El ministro de Producción Dante Sica había convocado a gremialistas y empresarios para negociar puntos del convenio colectivo de trabajo, pero la reunión fracasó.

Este martes los representantes de los gremios textiles fueron avisados de la reunión que el Ministerio de Producción y Trabajo pretendía para discutir propuestas de reformas laboral, pero los sindicalistas advirtieron que cualquier modificación a la ley de trabajo es “inadmisible”.

Fue el secretario adjunto de la Asociación Obrera Textil (AOT), José Listo, el que advirtió que “no vamos a firmar nada y cualquier reforma que quiera encarar el Gobierno tiene que pasar por el Congreso y con la participación de la CGT”, luego de un fugaz encuentro con el secretario de Trabajo, Lucas Fernández Aparicio.

Al mismo tiempo, agregó: “el Gobierno quiere promover una reforma laboral encubierta modificando cuestiones de la ley de contrato de trabajo que son inadmisible, en vez de preocuparse por estudiar medidas para superar la crisis terrorífica que atravesamos”.

La respuesta de Listo es porque el “Acuerdo por el Empleo en la Indumentaria”, que propone el Gobierno en consenso con las cámaras empresarias, busca derogar el régimen de trabajo a domicilio y reemplazarlo por las pautas generales de la ley de contrato de trabajo; reemplazar las indemnizaciones por un fondo de cese laboral, proveniente del salario del propio trabajador y modificar el régimen vacacional en función de la estacionalidad del proceso productivo.

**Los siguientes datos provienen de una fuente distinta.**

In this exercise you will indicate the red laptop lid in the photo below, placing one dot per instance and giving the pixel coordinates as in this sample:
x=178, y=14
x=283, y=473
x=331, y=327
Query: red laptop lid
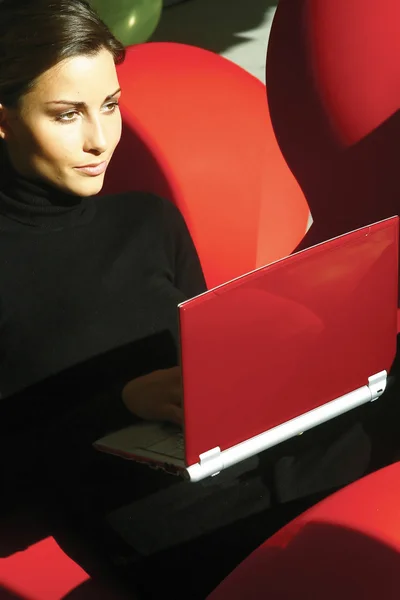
x=289, y=337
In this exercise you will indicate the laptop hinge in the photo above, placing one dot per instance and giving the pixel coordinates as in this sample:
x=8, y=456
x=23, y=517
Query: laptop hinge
x=377, y=384
x=212, y=461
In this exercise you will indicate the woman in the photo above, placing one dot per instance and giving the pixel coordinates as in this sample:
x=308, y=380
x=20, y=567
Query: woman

Además, pretende desdoblar el pago del aguinaldo; extender la jornada laboral; cambiar las categorías salariales y premiar a las patronales en materia impositiva a cambio de blanquear trabajadores.

El Gobierno había comentado todos estos ítems con el sector empresario, pero los gremialistas no habían sido notificados de las pretensiones y ratificaron que no aceptarán ninguna reforma que suprima derechos a los trabajadores. Por esta razón, la reunión prevista para el martes a la tarde entre las tres partes fracasó.